Troubleshooting#

SLURM script#

The --ntasks must be less than or equal to --nodes requested in SBATCH.

# This will work
#SBATCH --nodes=4
#SBATCH --ntasks=4

Here is an example that will cause an error:

# This will fail
#SBATCH --nodes=4
#SBATCH --ntasks=10

Important

When creating a Ray Cluster be aware of what the physical resources on each compute device are. You will only be able to allocate a maximum of physical resources from each compute type and node. You can configure defaults by modifying the src/resources.json file.

Multiple Ray Users#

If there are multiple users trying to create Ray clusters then you will need to set different ports to deconflict. This is an issue that will need to be resolved before rolling out to multiple users.

Setting TMPDIR#

Ray needs a TMPDIR directory to write out its Ray session files to connect to the Ray Cluster. The TMPDIR need to meet two criteria:

  1. TMPDIR must be a writable location.

  2. TMPDIR must be mounted on the host system.

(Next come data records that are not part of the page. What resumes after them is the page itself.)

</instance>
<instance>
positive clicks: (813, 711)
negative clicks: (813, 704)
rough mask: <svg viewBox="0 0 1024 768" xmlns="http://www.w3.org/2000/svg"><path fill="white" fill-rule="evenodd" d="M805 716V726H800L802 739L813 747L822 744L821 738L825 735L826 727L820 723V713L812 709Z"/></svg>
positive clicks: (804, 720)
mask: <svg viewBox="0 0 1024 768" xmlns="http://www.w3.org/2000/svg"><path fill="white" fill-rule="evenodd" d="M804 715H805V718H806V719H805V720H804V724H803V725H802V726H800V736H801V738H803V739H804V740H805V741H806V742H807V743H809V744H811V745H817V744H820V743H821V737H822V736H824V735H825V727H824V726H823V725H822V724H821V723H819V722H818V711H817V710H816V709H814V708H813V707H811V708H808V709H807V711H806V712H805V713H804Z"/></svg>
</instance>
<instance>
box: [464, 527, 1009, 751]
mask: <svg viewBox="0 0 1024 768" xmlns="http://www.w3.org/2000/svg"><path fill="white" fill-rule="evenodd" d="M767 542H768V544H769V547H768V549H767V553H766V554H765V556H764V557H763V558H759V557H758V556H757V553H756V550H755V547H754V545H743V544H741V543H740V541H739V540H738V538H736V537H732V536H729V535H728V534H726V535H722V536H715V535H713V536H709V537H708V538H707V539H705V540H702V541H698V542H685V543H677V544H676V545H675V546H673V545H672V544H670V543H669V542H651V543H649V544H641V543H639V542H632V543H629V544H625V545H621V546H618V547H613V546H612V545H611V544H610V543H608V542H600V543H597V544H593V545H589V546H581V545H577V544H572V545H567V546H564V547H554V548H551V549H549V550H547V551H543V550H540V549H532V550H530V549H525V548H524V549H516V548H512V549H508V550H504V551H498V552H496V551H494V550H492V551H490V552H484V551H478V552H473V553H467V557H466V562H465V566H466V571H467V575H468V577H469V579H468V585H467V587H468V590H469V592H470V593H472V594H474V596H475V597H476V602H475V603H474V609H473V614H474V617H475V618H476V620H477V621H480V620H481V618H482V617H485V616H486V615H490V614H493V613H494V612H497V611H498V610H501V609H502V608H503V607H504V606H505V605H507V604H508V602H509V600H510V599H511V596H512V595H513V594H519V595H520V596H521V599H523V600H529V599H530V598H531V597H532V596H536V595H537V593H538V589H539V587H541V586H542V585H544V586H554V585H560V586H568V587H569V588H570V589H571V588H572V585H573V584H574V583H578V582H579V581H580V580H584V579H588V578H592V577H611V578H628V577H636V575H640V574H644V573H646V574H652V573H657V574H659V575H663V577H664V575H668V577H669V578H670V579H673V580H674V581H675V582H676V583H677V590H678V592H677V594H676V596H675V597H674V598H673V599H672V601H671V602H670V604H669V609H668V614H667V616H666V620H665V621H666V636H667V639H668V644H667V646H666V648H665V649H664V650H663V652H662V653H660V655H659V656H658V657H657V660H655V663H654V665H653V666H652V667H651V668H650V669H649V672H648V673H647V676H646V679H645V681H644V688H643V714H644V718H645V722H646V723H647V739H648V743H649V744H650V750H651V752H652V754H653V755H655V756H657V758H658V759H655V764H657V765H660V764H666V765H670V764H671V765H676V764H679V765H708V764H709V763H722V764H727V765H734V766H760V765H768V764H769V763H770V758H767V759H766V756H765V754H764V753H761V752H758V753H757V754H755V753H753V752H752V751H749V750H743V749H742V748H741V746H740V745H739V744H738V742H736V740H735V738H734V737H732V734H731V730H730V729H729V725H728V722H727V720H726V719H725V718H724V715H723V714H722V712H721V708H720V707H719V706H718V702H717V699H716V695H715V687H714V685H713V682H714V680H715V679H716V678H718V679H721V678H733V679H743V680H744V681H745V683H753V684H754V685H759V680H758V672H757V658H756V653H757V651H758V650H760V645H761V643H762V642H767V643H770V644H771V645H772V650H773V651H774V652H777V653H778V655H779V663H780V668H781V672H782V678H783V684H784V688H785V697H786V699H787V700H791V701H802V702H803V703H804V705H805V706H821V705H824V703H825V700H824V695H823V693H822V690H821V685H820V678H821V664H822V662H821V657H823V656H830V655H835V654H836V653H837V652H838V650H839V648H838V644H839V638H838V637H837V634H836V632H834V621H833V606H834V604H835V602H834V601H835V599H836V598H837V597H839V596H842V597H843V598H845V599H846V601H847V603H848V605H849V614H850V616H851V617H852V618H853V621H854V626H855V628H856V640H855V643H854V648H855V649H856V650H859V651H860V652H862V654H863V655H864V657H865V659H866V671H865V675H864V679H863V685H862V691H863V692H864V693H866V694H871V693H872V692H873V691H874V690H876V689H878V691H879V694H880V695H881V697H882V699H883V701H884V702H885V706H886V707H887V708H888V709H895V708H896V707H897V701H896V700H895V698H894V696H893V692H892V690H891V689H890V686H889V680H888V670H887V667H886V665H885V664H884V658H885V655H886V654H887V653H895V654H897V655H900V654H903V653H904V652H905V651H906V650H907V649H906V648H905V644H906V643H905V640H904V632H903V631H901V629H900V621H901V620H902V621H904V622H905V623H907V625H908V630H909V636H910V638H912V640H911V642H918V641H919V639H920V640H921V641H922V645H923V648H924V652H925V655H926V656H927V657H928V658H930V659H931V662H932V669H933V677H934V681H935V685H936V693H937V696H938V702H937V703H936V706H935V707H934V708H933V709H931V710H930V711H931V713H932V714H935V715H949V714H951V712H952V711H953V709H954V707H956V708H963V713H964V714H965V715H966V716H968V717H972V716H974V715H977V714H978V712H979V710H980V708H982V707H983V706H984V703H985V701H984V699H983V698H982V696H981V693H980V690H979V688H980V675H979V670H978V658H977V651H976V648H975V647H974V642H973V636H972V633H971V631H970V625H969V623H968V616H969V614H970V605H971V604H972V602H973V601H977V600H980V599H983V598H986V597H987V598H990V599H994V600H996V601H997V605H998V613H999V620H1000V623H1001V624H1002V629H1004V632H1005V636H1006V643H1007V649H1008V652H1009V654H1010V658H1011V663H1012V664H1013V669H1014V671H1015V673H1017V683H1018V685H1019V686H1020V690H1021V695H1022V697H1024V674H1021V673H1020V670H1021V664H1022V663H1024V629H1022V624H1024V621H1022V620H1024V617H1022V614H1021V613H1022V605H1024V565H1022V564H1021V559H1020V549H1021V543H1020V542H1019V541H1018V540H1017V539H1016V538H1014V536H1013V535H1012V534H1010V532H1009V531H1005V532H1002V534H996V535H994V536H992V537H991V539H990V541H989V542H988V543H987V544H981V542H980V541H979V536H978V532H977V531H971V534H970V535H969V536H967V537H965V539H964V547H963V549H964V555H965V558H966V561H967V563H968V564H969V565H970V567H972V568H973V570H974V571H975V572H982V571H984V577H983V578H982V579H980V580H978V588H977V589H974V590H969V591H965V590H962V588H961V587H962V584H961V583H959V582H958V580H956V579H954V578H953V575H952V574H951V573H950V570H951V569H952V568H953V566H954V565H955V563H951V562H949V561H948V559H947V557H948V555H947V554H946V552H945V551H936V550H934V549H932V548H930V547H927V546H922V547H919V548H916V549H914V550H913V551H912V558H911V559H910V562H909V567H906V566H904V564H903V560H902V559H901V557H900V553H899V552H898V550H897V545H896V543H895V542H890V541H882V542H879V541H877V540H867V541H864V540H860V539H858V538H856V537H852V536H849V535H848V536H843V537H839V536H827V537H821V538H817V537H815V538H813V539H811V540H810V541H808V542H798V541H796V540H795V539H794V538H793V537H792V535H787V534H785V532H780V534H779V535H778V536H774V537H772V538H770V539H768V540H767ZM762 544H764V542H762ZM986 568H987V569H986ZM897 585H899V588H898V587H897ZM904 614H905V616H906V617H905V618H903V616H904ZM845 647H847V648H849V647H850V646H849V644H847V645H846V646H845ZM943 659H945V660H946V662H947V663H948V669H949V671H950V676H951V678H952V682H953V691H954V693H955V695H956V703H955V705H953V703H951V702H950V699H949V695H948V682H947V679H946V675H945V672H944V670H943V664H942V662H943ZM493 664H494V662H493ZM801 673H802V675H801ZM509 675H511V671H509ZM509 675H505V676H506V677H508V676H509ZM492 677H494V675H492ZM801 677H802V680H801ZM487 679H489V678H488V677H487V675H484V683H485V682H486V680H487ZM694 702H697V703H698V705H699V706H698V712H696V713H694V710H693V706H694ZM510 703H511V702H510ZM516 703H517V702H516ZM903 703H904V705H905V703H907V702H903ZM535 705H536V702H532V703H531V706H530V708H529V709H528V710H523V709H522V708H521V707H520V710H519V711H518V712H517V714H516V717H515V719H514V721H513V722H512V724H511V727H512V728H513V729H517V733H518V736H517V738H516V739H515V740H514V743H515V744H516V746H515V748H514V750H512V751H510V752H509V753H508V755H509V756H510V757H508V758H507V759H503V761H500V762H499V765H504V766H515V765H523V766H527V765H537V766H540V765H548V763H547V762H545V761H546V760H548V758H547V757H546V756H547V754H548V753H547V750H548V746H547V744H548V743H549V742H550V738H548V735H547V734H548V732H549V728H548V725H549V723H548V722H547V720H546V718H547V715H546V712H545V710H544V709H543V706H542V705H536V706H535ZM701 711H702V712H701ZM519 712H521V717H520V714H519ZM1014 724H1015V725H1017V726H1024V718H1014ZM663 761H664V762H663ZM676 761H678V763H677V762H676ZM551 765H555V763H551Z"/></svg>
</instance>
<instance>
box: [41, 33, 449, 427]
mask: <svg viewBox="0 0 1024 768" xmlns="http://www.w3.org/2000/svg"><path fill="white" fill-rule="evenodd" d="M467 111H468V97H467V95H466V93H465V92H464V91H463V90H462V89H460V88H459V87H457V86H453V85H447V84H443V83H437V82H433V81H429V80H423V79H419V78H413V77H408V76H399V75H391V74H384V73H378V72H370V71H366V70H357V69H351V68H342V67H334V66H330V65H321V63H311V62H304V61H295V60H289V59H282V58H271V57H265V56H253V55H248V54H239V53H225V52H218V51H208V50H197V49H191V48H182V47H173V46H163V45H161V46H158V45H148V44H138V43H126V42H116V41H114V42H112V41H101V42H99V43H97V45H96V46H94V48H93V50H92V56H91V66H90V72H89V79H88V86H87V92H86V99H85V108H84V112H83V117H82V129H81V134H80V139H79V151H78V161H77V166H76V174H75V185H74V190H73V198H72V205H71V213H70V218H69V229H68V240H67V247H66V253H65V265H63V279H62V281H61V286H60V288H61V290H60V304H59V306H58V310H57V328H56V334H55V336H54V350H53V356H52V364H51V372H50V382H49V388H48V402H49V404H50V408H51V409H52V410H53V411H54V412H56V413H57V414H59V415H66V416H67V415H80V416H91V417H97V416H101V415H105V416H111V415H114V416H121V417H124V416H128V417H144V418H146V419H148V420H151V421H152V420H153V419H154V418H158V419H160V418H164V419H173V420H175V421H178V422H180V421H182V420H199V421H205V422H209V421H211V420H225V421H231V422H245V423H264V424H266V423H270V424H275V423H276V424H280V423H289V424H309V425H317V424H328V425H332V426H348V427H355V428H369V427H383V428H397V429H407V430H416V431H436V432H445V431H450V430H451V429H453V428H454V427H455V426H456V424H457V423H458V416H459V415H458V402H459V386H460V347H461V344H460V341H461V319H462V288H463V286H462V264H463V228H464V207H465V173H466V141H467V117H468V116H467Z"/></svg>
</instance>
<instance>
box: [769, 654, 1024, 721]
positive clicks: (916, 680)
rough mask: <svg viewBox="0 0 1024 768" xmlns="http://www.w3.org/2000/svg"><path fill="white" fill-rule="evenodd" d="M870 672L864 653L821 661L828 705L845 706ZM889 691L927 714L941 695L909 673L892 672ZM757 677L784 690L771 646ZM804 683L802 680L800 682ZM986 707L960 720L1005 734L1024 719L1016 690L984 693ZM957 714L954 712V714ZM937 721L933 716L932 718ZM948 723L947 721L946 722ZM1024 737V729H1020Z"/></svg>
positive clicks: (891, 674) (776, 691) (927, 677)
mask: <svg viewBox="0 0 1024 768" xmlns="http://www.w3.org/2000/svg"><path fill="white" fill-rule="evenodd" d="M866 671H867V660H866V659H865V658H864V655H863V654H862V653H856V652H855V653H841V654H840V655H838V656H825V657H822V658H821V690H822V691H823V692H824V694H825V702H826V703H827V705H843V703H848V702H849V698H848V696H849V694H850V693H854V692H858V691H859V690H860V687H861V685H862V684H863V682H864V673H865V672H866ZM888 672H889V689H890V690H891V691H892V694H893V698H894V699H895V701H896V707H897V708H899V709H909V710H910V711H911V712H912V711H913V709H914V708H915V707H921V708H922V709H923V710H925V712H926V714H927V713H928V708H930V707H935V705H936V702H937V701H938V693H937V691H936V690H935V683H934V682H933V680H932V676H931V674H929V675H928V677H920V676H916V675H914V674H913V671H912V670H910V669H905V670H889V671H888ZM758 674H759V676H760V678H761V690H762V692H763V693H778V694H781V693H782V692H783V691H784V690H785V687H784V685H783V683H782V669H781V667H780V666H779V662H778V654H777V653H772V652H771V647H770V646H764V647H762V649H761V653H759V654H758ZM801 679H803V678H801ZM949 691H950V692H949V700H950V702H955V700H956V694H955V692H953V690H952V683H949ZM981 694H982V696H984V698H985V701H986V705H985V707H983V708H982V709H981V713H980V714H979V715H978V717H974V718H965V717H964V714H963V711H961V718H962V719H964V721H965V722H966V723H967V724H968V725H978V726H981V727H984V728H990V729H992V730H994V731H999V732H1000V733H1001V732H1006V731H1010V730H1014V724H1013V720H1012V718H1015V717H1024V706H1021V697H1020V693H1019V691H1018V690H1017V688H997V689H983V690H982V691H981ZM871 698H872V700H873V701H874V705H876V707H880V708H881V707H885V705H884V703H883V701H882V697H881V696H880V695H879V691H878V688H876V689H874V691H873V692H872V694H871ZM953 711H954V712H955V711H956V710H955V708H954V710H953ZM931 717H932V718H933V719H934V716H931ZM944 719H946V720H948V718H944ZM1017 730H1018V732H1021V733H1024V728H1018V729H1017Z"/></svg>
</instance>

An issue with the Ray backend is that it uses TMPDIR to set up its socket connections. The problem is described here.

Error

The error below is raised when using the backend: ray:

`OSError: AF_UNIX path length cannot exceed 107 bytes`

Ray needs to create a temporary folder. The path of this folder is composed of two parts:

  • Example of a part created by tempfile.mkdtemp(prefix="outflow_ray_"):

`/var/folders/qj/147cfvxs1xq6bp88xdcd4vt80000gq/T/outflow_ray_b2f2h7js`
  • Example of a part created with strftime in ray/node.py :

`session_2021-05-05_16-16-18_112187_70483`

Both are long, and there is a system limitation of 107 bytes for sockets names. See issue where the problem is described

A workaround is to set en environment variable TMPDIR, TEMP or TMP to /tmp/ stated here. Tempfile.mkdtemp` will return a much shorter temporary file name.